Payne didn’t trust the ice to walk on. River ice is scary, he said, because if you fall through, the current can pull you under the ice. Payne didn’t have a rope, so after waiting with the animal for around an hour, he drove back to St. Maries for help. He happened to pass Julie Lininger, a Fish and Game officer he knew who had gotten a call and was headed to the river. The two returned to the moose and flagged down a couple of drivers. Together, the four wrapped a nylon tow strap around the animal’s legs.
“At first, we couldn’t budge her,” Payne said. But after digging down and loosening the ice around the moose’s chest, they were able to free her.
“I didn’t think she would be able to stand because she’d been in the cold water for so long, but she popped right up,” Payne said.
The moose was not docile.
“We had just enough time to get the straps off. There were a few seconds there when it was no longer a rescue, just our evacuation,” Payne said.

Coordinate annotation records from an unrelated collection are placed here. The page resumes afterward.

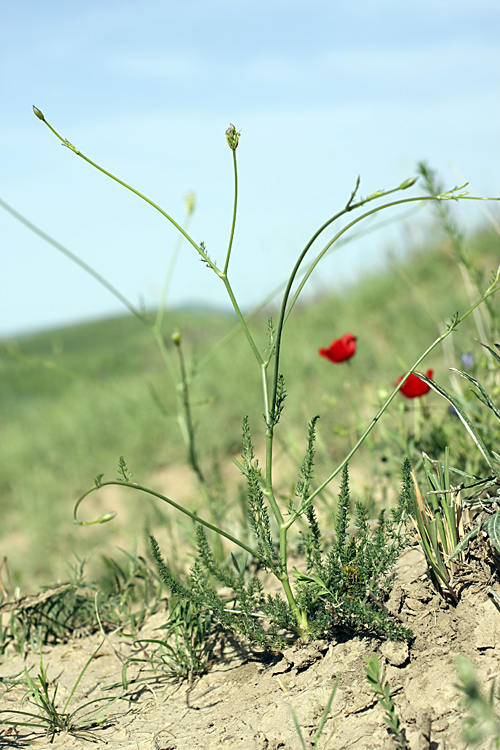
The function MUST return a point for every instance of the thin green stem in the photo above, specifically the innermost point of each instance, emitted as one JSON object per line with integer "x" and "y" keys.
{"x": 171, "y": 266}
{"x": 109, "y": 516}
{"x": 69, "y": 145}
{"x": 241, "y": 319}
{"x": 492, "y": 289}
{"x": 97, "y": 276}
{"x": 231, "y": 237}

The rescuers ran. The moose ran to find her calf. Payne returned to the river Dec. 26 and snapped a photo of the moose cow and calf on the river bank.
The moose incident was not Payne’s first animal rescue. Before moving to Idaho more than two decades ago, he lived in Colorado, where he would occasionally help the fish and game department with animal rescues. Before that, he worked on his dad’s cattle ranch in Texas.
“I pulled a lot of cattle out of the mud,” he said. He would also pull them out of frozen rivers from time to time. Often, they wouldn’t survive the cold.
“That was surprising about the moose being so active. We weren’t sure she would be able to make it up on her feet. Shows you how tough a moose is,” he said.